Penny drops on new Honeycomb display tech

After a blog post to the Android developers blog, the penny has dropped why the Honeycomb 3.2 update is actually a big thing. It allows proper support for 7″ screens. Until now, mid-size tablets fell into the cracks between smartphones and full-size tablets, with apps often unable to swap smoothly between portrait and landscape, or not displaying properly.

When the latest version of Google’s tablet-centric Honeycomb operating system was announced, even the dev team was low key: “Android 3.2 is a minor feature update that includes new APIs that allow you to better target your layouts for specific screen sizes and other miscellaneous new APIs,” read the official blurb.

After a blog post by Dianne Hackborne, one of the dev leads on Honeycomb, however, things are coming into sharper focus, and more sites are starting to get the story. A tip of the hat to Gizmodo, which got the point when the 3.2 release went out:

“Where you once had an interface designed for 4-inch screens, now you have one that’s actually designed for tablets.”

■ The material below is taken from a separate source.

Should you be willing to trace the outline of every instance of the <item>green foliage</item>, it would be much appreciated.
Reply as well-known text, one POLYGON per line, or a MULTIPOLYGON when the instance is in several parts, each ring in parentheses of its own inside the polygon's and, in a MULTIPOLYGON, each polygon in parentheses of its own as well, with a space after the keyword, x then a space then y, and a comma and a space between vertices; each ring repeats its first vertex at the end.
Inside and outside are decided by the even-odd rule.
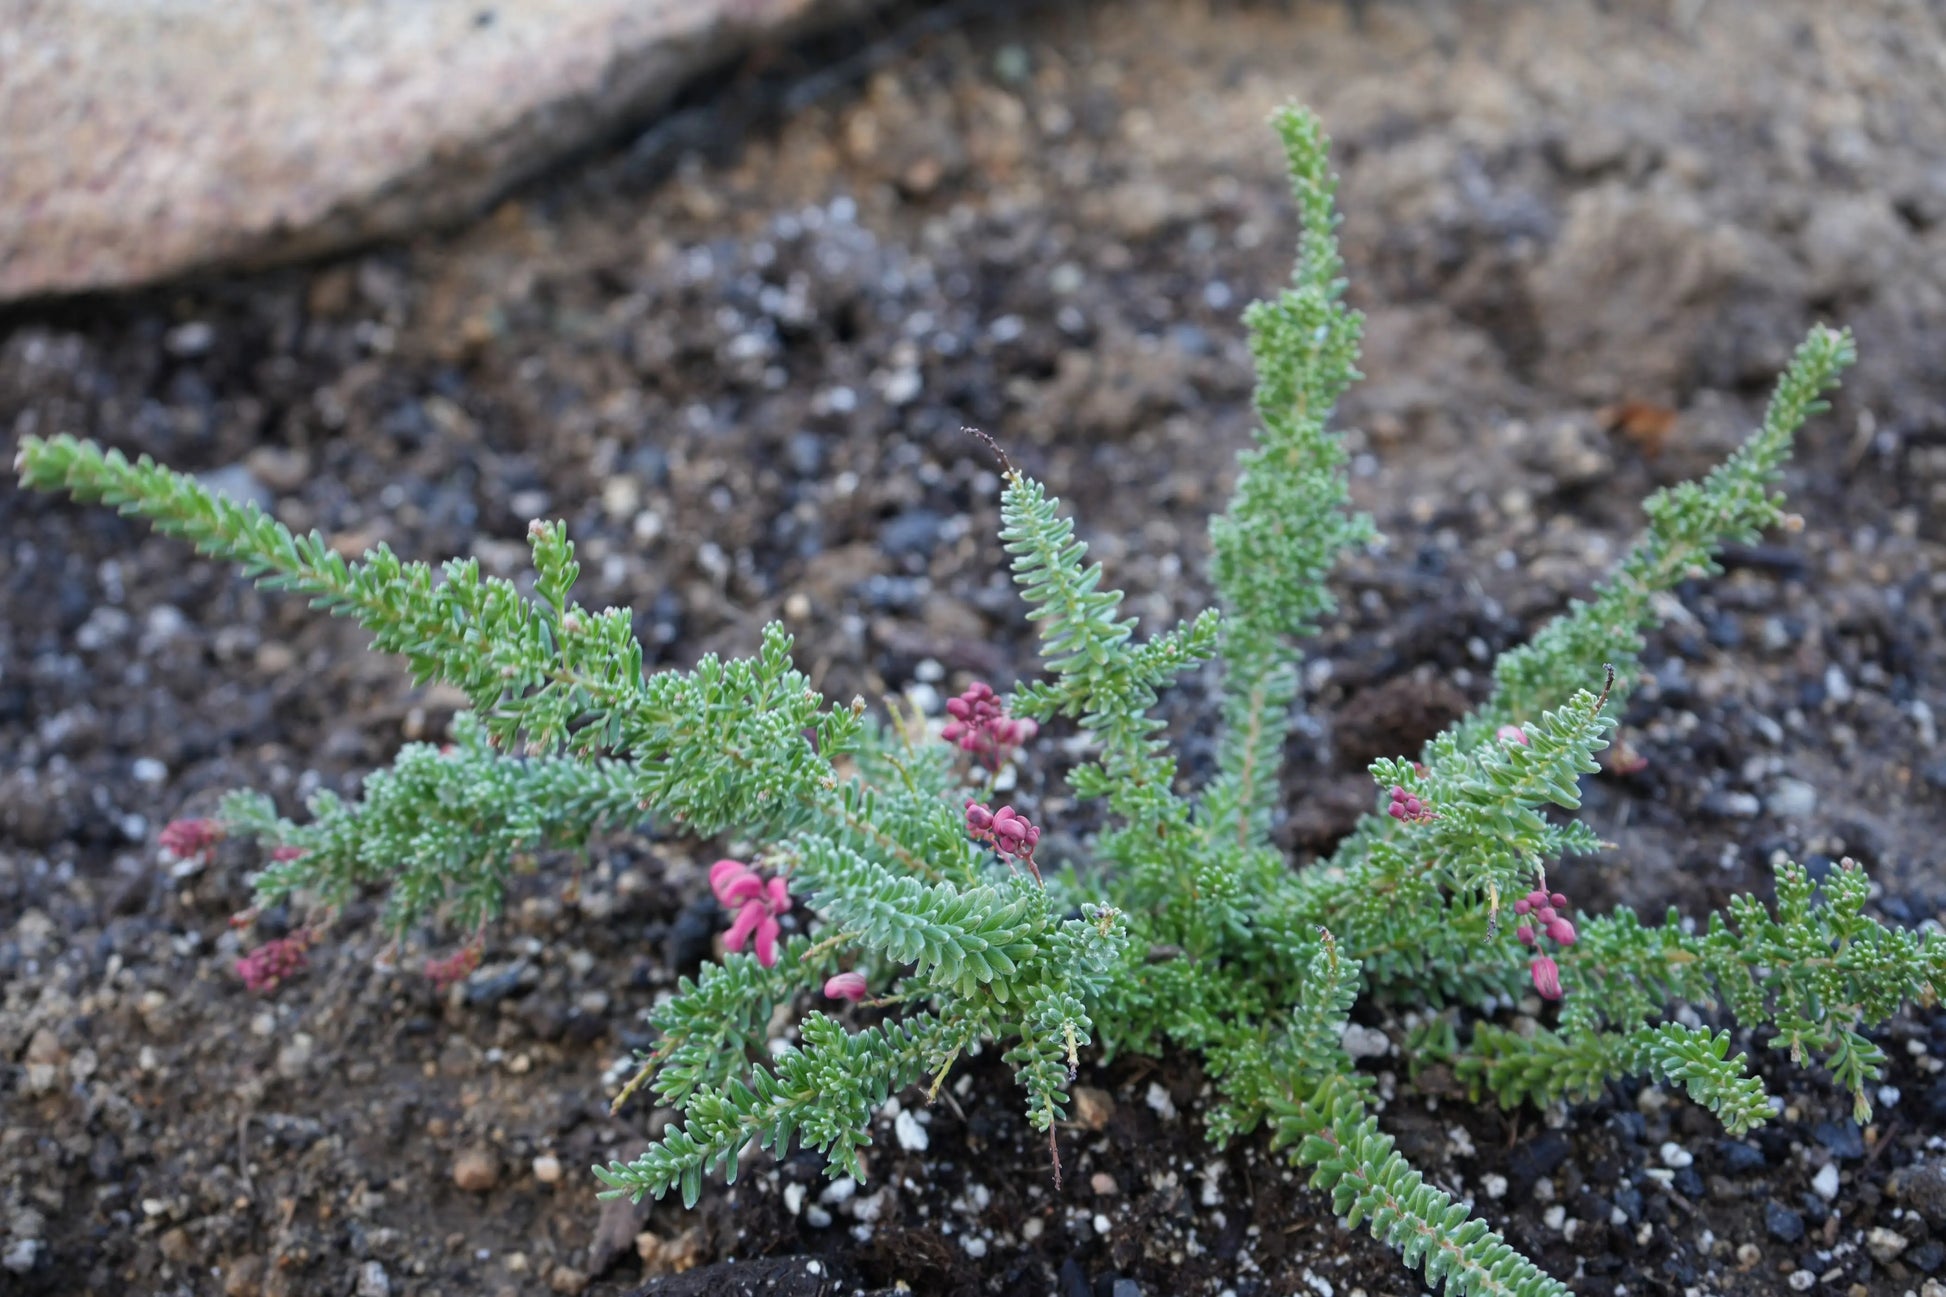
MULTIPOLYGON (((1001 539, 1046 665, 1009 705, 1086 737, 1068 788, 1108 816, 1092 864, 1049 861, 1045 887, 970 836, 964 807, 982 790, 953 749, 860 703, 828 704, 780 628, 754 657, 645 679, 629 614, 571 601, 574 550, 558 523, 530 529, 528 595, 470 561, 434 571, 381 547, 349 562, 190 478, 71 438, 25 439, 19 472, 356 618, 416 678, 471 700, 450 750, 406 747, 356 801, 320 795, 302 823, 253 794, 227 801, 231 831, 281 849, 256 878, 262 900, 332 910, 385 888, 395 931, 441 921, 471 933, 499 912, 525 858, 583 848, 604 827, 647 817, 764 844, 802 930, 728 956, 656 1009, 655 1043, 617 1104, 647 1084, 681 1122, 598 1169, 610 1192, 680 1188, 693 1204, 705 1175, 734 1177, 752 1144, 781 1152, 793 1140, 831 1174, 862 1176, 859 1150, 887 1096, 936 1088, 955 1059, 989 1045, 1053 1140, 1080 1051, 1174 1047, 1199 1054, 1216 1084, 1212 1139, 1268 1125, 1337 1214, 1428 1283, 1565 1293, 1380 1131, 1371 1079, 1342 1044, 1347 1015, 1361 996, 1424 1014, 1415 1065, 1443 1062, 1503 1104, 1588 1099, 1643 1075, 1682 1086, 1735 1132, 1771 1111, 1734 1052, 1735 1032, 1754 1030, 1828 1068, 1860 1119, 1869 1112, 1884 1059, 1866 1033, 1937 998, 1946 945, 1867 914, 1869 884, 1849 863, 1821 888, 1785 864, 1774 903, 1738 897, 1700 930, 1621 911, 1580 922, 1565 944, 1575 934, 1509 931, 1506 913, 1510 898, 1546 894, 1553 862, 1600 849, 1564 813, 1608 741, 1654 596, 1782 518, 1779 468, 1851 362, 1851 340, 1814 330, 1750 441, 1701 482, 1653 497, 1642 539, 1594 597, 1505 654, 1491 699, 1416 761, 1374 763, 1373 812, 1331 859, 1293 872, 1271 833, 1297 644, 1331 610, 1338 558, 1372 531, 1348 509, 1345 451, 1328 426, 1357 377, 1360 320, 1343 300, 1326 142, 1301 111, 1275 125, 1304 234, 1291 285, 1245 317, 1261 426, 1211 523, 1218 610, 1139 639, 1058 502, 1007 472, 1001 539), (1189 788, 1153 712, 1161 689, 1211 659, 1218 760, 1189 788), (1543 969, 1557 971, 1538 962, 1540 941, 1554 943, 1546 958, 1558 958, 1566 997, 1551 1025, 1516 1030, 1494 1015, 1530 972, 1541 986, 1543 969), (875 997, 858 1022, 805 1012, 797 1043, 771 1039, 780 1014, 843 969, 875 997)), ((775 918, 773 900, 736 903, 775 918)))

This is true in effect, although as a consequence, not a specific targeting of 7″ devices. What the Android team has done is moved on from the old system of screen size ‘buckets’ which loosely described screens as “xlarge”, “large”, “normal” and “small”. This has become problematic with the increasing variety of screen sizes, resolutions and aspects.

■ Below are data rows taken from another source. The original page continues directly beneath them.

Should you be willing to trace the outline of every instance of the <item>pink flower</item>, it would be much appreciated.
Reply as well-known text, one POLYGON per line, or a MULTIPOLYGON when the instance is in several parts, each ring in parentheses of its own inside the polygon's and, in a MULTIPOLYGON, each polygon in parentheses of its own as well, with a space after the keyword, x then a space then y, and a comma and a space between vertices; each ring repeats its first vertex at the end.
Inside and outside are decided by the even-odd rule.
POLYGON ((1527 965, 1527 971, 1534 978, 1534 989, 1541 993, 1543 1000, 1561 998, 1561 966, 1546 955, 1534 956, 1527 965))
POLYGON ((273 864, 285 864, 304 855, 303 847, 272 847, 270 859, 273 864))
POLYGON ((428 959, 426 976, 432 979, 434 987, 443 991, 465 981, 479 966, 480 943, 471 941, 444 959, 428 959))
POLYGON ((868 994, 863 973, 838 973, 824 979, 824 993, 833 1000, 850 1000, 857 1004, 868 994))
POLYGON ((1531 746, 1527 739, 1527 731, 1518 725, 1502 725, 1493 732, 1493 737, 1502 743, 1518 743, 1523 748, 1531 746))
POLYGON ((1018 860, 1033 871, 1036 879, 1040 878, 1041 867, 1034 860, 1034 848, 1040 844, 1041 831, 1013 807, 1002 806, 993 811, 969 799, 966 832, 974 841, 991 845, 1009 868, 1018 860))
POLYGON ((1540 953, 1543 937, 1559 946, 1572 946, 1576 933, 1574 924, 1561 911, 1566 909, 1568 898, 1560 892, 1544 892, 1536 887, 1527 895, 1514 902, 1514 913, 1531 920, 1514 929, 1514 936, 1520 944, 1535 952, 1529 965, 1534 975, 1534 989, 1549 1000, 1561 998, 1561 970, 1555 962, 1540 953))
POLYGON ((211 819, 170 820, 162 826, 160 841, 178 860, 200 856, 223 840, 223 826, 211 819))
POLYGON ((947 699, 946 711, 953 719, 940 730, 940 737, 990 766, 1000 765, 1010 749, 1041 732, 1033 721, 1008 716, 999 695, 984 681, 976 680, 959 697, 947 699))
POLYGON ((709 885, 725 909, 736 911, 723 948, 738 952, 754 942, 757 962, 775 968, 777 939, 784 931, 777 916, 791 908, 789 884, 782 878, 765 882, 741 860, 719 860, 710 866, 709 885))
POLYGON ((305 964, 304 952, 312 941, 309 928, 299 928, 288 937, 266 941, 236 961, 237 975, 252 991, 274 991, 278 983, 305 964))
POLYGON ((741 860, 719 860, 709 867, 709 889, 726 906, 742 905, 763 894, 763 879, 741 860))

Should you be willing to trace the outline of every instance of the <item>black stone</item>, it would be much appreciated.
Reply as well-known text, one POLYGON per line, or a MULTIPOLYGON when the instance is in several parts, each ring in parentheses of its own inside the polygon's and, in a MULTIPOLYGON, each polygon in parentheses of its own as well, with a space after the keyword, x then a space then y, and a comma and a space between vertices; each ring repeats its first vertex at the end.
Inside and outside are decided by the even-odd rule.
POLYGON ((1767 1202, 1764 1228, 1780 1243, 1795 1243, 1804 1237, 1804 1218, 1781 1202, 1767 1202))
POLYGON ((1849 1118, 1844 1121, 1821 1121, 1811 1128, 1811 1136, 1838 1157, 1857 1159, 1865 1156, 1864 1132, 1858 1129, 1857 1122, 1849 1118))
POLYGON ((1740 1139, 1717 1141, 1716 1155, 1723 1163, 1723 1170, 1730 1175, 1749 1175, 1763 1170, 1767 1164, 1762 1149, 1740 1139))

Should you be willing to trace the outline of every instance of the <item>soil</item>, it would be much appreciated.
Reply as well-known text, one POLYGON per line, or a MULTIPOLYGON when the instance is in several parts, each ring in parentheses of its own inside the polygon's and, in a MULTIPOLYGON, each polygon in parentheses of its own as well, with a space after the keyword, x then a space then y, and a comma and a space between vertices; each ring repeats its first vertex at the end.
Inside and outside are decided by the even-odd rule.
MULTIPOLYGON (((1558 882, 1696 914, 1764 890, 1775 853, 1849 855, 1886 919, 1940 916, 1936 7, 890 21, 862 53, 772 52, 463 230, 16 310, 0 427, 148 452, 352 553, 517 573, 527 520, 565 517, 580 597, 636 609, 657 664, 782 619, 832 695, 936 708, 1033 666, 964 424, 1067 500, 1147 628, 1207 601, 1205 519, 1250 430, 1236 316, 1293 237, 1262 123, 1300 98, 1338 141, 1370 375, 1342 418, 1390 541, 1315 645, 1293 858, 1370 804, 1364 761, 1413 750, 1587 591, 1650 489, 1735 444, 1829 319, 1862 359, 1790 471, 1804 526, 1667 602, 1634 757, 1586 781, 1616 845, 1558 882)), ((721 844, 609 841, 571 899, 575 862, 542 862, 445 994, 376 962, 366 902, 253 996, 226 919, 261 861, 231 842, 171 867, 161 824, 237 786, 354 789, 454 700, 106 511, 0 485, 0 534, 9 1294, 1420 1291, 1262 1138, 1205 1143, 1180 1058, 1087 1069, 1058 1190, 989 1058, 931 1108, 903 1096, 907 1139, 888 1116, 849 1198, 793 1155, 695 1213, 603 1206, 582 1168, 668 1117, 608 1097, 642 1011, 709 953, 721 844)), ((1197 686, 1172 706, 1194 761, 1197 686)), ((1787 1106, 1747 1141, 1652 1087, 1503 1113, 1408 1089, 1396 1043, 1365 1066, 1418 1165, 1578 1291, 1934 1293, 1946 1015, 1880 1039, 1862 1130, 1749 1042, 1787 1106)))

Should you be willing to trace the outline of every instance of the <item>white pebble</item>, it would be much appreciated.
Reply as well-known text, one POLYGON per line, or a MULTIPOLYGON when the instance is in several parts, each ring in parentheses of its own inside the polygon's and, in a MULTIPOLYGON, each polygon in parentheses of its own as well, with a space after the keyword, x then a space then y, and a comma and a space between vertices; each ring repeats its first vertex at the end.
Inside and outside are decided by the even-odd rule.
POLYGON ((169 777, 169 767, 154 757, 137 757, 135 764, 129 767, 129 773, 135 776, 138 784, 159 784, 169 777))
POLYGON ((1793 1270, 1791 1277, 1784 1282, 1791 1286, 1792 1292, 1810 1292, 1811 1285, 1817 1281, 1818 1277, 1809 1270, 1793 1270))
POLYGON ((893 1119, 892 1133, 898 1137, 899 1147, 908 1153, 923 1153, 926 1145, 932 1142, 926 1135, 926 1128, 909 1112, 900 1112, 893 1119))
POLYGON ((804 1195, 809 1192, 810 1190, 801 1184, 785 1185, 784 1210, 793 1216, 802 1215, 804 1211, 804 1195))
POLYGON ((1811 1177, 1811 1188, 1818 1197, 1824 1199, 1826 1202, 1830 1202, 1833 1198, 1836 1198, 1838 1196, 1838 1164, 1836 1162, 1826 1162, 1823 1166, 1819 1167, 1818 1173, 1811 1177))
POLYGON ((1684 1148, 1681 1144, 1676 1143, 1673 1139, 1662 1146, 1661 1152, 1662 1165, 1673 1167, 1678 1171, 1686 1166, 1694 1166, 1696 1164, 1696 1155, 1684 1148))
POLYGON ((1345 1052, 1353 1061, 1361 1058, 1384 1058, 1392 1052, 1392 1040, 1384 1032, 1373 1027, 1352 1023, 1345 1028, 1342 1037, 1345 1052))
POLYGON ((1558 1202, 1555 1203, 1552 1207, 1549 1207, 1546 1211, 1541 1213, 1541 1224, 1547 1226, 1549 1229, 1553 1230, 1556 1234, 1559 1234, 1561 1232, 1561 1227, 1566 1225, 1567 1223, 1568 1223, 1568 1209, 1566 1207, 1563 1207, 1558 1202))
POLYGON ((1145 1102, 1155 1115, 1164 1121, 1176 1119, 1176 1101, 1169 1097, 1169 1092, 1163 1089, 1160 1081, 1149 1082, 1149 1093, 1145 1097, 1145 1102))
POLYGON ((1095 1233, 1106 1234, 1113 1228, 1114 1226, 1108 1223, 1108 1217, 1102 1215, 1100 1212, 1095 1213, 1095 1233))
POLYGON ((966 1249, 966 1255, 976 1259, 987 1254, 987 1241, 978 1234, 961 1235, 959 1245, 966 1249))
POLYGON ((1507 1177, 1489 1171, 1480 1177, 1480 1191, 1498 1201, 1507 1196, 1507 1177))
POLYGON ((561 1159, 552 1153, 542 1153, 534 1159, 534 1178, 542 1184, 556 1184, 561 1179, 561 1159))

Honeycomb now uses a system based on “dp” units, which gives pixel size, but is corrected for density defined by the physical size. Using this system, developers don’t have to worry about screen sizes as much: a single number lets them design accordingly.

As Hackborne explains: “The ‘smallest width dp’ is now the most important number. It replaces the old screen-size buckets with a continuous range of numbers giving the effective size. This number is based on width because that is fairly universally the driving factor in designing a layout. A UI will often scroll vertically, but have fairly hard constraints on the minimum space it needs horizontally; the available width is also the key factor in determining whether to use a phone-style one-pane layout or tablet-style multi-pane layout.”

Android is effectively looking ahead to a time when it will not only run on a huge range of devices and display types, but have a display model that lets developers create good looking apps that don’t break just because you have a funny shaped device.